Editor's Note: We're excited to share this beautiful reflection from mom and Spirit Mornings co-host Jen Brown. Jen wrote this piece for her parish blog.
Life Lessons Through Faith and Family
Psalms 18:2: "The LORD is my rock and my fortress and my deliverer, My God, my rock, in whom I take refuge; My shield and the horn of my salvation, my stronghold."
This is the first time the parish has featured a blog from the point of view of a parishioner. And this is the first time I have ever done a blog ... so you, dear reader, get to ride along for many firsts today. Please bear with me.
Some people will be able to relate to this blog as a parent; others as a single mother of a son.
Most of you might know that I walk with a cane and wear a brace on my right ankle. I was in a terrible motorcycle accident 16 years ago that took the life of my brother and left me with some permanent damage. As a result, my son and I always sit in the four south side floating pews, behind the altar servers, at Queen of Apostles Corpus Christi. This way I can get to Communion and back with ease.
My mother taught me something very important growing up at Mass: we always sat within the first few pews because kids pay closer attention when you're in the front. When I began going to Mass at Queens, I was drawn to the Children's Liturgy of the Word and this little section of the pews where I thought my son Jackson would pay attention. I could always point out what the priest was doing and the important parts of the Mass from where we were sitting. A parishioner told me this year as my son was getting ready to go off to college that she remembered him as a little boy, sitting there, mouthing along with the priest during the consecration prayers. I thought I was the only one who noticed that! He did pay attention sitting in front.
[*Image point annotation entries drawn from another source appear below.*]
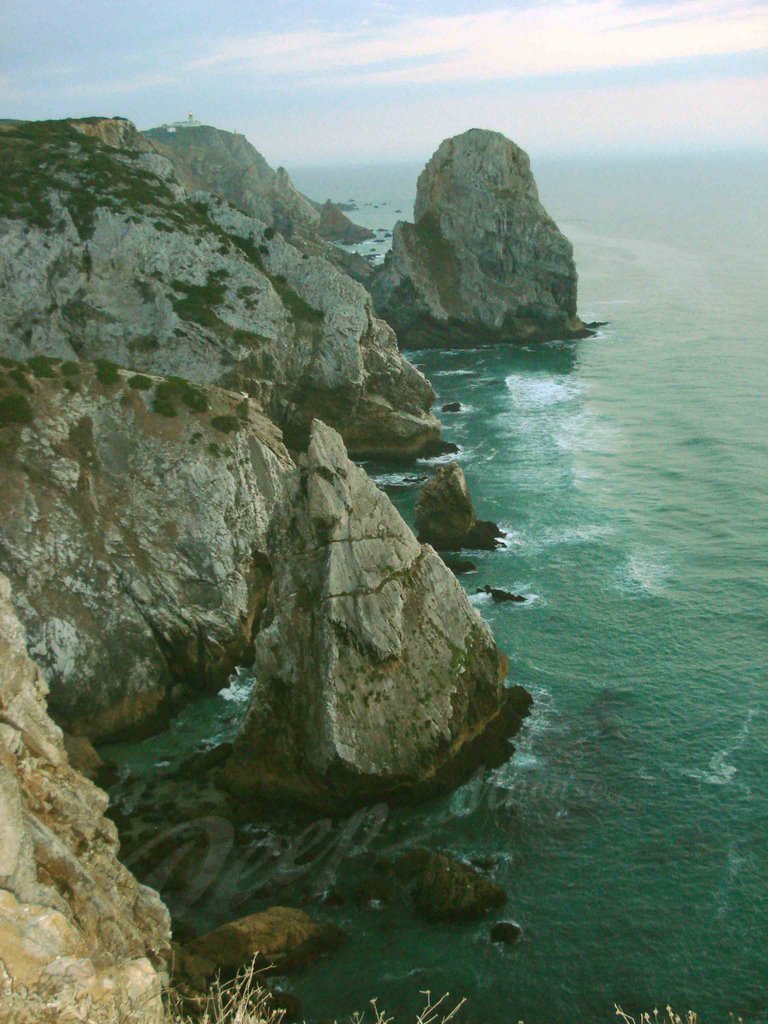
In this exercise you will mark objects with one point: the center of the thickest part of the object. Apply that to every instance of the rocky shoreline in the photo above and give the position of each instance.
(186, 372)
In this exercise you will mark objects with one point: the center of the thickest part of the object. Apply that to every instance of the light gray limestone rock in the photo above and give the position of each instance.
(374, 674)
(482, 261)
(80, 939)
(135, 542)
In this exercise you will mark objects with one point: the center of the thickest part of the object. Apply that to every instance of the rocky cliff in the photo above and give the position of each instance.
(80, 939)
(374, 674)
(103, 255)
(224, 163)
(133, 520)
(482, 261)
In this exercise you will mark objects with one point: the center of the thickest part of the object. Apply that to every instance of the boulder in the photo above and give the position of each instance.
(375, 677)
(336, 226)
(445, 516)
(482, 261)
(506, 932)
(133, 529)
(458, 564)
(446, 890)
(283, 938)
(78, 933)
(83, 757)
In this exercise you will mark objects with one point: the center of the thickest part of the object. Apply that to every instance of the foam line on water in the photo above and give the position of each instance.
(529, 391)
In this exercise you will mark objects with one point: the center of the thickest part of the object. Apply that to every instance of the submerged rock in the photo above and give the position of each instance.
(282, 937)
(446, 890)
(374, 674)
(445, 516)
(458, 564)
(506, 932)
(500, 596)
(78, 933)
(483, 261)
(336, 226)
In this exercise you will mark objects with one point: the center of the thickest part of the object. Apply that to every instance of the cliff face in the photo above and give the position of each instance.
(208, 159)
(483, 261)
(224, 163)
(80, 939)
(103, 255)
(133, 519)
(374, 674)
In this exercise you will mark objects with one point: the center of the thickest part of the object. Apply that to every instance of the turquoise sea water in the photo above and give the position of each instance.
(631, 471)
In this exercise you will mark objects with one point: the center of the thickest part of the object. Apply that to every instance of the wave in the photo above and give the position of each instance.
(539, 392)
(441, 460)
(239, 687)
(644, 572)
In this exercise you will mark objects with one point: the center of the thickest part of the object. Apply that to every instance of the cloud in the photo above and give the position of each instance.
(557, 37)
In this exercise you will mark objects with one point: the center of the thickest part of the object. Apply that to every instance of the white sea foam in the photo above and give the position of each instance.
(720, 771)
(644, 572)
(538, 392)
(239, 688)
(441, 460)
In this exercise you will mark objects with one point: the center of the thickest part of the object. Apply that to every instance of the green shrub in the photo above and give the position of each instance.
(163, 401)
(14, 409)
(18, 376)
(298, 308)
(177, 389)
(226, 424)
(107, 373)
(42, 366)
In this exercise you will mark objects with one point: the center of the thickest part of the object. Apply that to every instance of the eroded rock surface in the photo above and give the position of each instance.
(80, 939)
(104, 255)
(135, 539)
(374, 674)
(445, 516)
(482, 261)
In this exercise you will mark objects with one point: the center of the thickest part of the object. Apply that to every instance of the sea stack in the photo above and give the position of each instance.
(374, 674)
(482, 261)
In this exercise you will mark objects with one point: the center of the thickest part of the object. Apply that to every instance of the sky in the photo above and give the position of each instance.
(344, 82)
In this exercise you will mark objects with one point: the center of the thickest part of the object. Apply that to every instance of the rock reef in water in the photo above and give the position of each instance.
(445, 516)
(483, 261)
(104, 255)
(80, 939)
(374, 674)
(133, 528)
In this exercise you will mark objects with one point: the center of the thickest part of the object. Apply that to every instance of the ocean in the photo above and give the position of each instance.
(631, 473)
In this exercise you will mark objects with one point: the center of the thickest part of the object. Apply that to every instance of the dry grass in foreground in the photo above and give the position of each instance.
(246, 1000)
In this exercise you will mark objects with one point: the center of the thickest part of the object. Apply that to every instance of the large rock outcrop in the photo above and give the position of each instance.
(445, 515)
(103, 255)
(133, 520)
(224, 163)
(374, 674)
(208, 159)
(483, 261)
(80, 939)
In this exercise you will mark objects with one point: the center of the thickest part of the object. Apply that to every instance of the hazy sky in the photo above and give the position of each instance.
(343, 81)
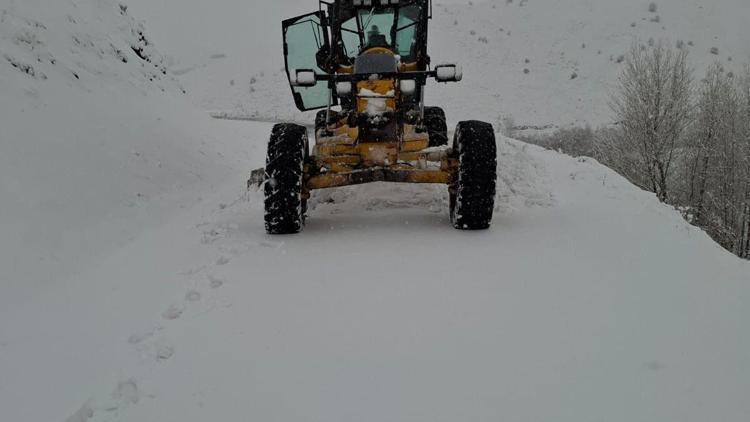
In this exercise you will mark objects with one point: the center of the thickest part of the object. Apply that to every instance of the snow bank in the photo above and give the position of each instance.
(96, 140)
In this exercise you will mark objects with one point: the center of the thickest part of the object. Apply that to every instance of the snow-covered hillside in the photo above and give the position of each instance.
(137, 283)
(570, 49)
Another lesson from my mother was to get involved at your parish. Do outreach things because it’s good for others and for you, she said. I didn’t understand this when I was young but as an adult and a mother, at my new parish, it made so much sense. Children’s Liturgy of the Word was something so special to be involved in because Jackson and I could do it together. He helped me prepare the day before, doing the required shopping or putting a skit together. He also got to carry up the book we used in the Mass procession. For a 5 year old, this was tops! As he grew, Jackson took on bigger roles as he helped me with the children’s liturgy. And as a single parent, if I volunteered to help with something at the parish that usually meant that he was helping too. I hope this idea of "serving others serves you" will translate in his adult years like it did for me. My little boy grew into a fine young man who became a lector at our parish and a Eucharistic minister at his school, St. Albert. I once heard him tell the bishop during an interview what a privilege it is to be an EME and deliver Jesus to others.
Being the parent of a very active youngster, and being an active individual myself, there were also times of great difficulty, when I didn't quite make the right decisions or put my faith first. But prayer was always a way to help ground us both. I tried very hard to end every day with prayer together and start meals with prayer. We were even on the rotation to get the chalice for vocations. Jackson thought that was pretty cool. He had the vocations prayer memorized.
As parents, we can encourage our children's prayer lives to grow in many different ways. We can tell them about different retreats, have them be a part of different ministry groups at school or the parish, and give them gifts that will oriented them in a prayer life. These were all easy things to do when my son was under my roof, and I had him under my protective arms. But this year he graduated and is headed out into the world. I no longer know where he was on a regular basis. I no longer get to pray with him every night. At times I wonder if I did enough or said enough or taught him enough.
During one very tearful spiritual direction session, I was reminded that someone loves my son more than me: our Lord, who sacrificed everything for all of us.
Jackson has been away at college now since June. He got a scholarship to play football at the University of Northern Iowa, and had to be up there early to start working out with the team. It has been hard to go to Mass by myself, to say the Our Father and not hold my little boy's hand. It's hard to trust that the Guardian Angel Prayer that I say sometimes on an hourly basis will get me through to the next moment. But I do it because it DOES. My faith always pulls me through.
My lifetime has been blessed many times over. As parents, children are one of the greatest blessings we get.
I will end with a prideful (indulgent) tale. A lot of hard work, blood, sweat, tears, and prayers culminated this month on Sept. 5 when the University of Northern Iowa played at Iowa State. It was Jackson's first game as a Panther. I had barely made it to my seat to watch him (red shirt freshman) and his teammates run on the field. He ran with them to the end zone, where they kneeled down and prayed. When they were finished, Jackson stood up and made the Sign of the Cross, and I thought my heart might burst - not for pride of his accomplishment as a football player, but for the pride of the love of the Father, whose love had carried us through one more day.